China Research Group
- Abbreviation: ERG
- Formation: April 2020; 6 years ago
- Founder: Tom Tugendhat Neil O'Brien
- Dissolved: September 9, 2025; 11 months ago
- Purpose: Support research in regards to UK's relations with China

= China Research Group =

Defunct conservative UK foreign policy grouping

The China Research Group (CRG) was a research support in the United Kingdom group focusing on UK's relationship with China. It was co-founded in April 2020 by then-Conservative members of parliament Tom Tugendhat and Neil O'Brien. It was dissolved in September 2025.

== History ==
In April 2020, Tom Tugendhat and Neil O'Brien founded the China Research Group, modelled on the European Research Group.
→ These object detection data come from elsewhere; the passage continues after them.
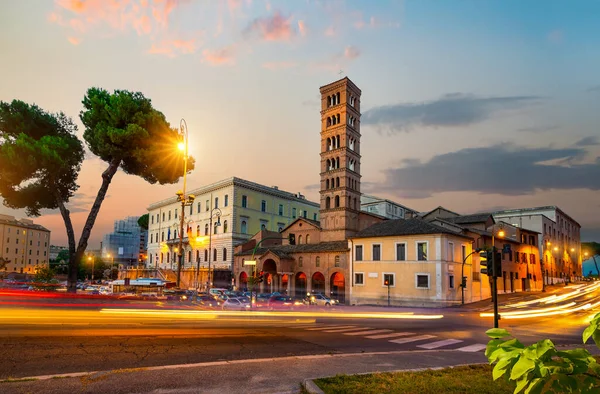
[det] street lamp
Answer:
[88,256,94,283]
[176,119,196,288]
[206,206,223,293]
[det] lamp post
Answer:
[176,119,196,288]
[88,255,94,283]
[206,206,223,293]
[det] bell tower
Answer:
[320,77,361,242]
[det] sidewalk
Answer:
[0,350,486,394]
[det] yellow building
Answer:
[0,215,50,274]
[348,219,473,306]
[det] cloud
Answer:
[575,136,600,147]
[517,125,558,133]
[244,11,296,41]
[586,85,600,93]
[383,144,600,197]
[202,47,235,66]
[298,21,308,37]
[362,93,542,132]
[344,46,360,59]
[263,62,296,70]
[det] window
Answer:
[417,242,427,261]
[354,245,362,261]
[382,272,396,287]
[415,274,429,289]
[396,243,406,261]
[373,244,381,261]
[354,272,365,286]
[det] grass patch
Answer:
[315,365,514,394]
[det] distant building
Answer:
[147,177,319,287]
[101,216,143,266]
[360,194,417,219]
[493,205,583,284]
[50,245,69,261]
[0,215,50,274]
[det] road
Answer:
[0,285,600,392]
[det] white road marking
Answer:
[456,343,487,353]
[344,330,392,335]
[417,339,463,350]
[390,335,435,344]
[365,332,415,339]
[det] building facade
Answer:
[360,194,417,219]
[147,177,319,286]
[0,215,50,274]
[101,216,143,267]
[494,206,583,284]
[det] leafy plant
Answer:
[485,313,600,394]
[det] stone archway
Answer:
[238,271,248,291]
[329,272,346,304]
[310,272,326,295]
[294,272,306,298]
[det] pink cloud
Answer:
[262,62,296,71]
[298,21,308,37]
[344,45,360,60]
[202,47,235,66]
[245,11,296,41]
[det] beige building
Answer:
[348,218,473,306]
[0,215,50,274]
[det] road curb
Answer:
[302,363,489,394]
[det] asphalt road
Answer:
[0,282,597,392]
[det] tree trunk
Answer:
[56,194,79,293]
[69,159,121,283]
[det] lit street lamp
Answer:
[176,119,196,288]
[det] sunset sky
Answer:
[0,0,600,248]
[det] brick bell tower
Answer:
[320,77,361,242]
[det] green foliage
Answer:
[485,313,600,394]
[34,266,54,283]
[79,88,194,184]
[138,213,149,230]
[0,100,84,216]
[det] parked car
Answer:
[223,298,250,311]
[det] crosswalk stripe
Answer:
[456,343,487,353]
[390,335,435,344]
[323,327,370,332]
[417,339,463,350]
[344,330,392,335]
[307,326,356,331]
[365,332,415,339]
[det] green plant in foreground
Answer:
[485,313,600,394]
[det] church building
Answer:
[234,77,386,303]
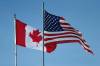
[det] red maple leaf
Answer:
[29,29,42,43]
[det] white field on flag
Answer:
[25,25,46,51]
[16,19,46,52]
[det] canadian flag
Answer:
[15,19,56,53]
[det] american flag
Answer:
[44,11,93,54]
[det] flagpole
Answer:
[14,14,17,66]
[43,1,45,66]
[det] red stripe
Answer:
[44,31,82,36]
[16,19,26,47]
[46,40,81,45]
[60,22,70,26]
[44,35,84,42]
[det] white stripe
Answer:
[25,25,46,51]
[44,34,83,39]
[44,31,77,34]
[44,38,79,44]
[60,24,71,28]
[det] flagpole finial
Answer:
[14,14,16,19]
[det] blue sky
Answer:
[0,0,100,66]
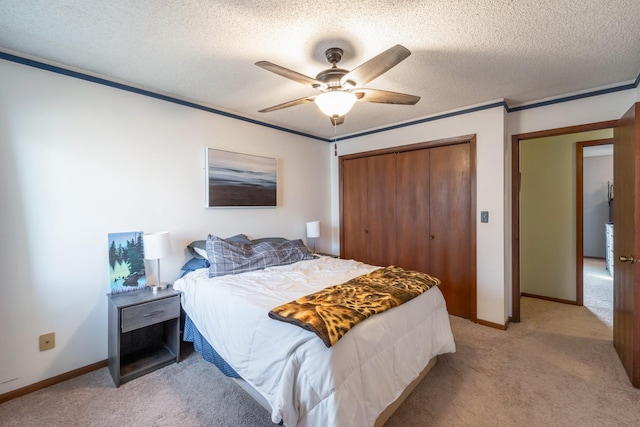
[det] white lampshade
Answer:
[314,90,358,117]
[142,231,171,259]
[307,221,320,239]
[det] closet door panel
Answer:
[429,144,473,318]
[396,150,430,273]
[341,158,369,262]
[367,153,397,267]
The group was formally incorporated on 15 May 2020. The group was formed to gain a "better understanding of China's economic ambitions and global role". This was to include Huawei's role in the UK's 5G network, China's COVID-19 disinformation campaign, and its foreign policy, in particular its relations with poorer regions of the world. Tugendhat served as the group's first director. On 26 March 2021, the group was sanctioned by the Chinese government. After Tugendhat was appointed as security minister in September 2022, Christopher Cash became the director of the CRG. In March 2023, Cash, along with researcher Christopher Berry, were arrested on suspicions of spying for China. The group dissolved on 9 September 2025.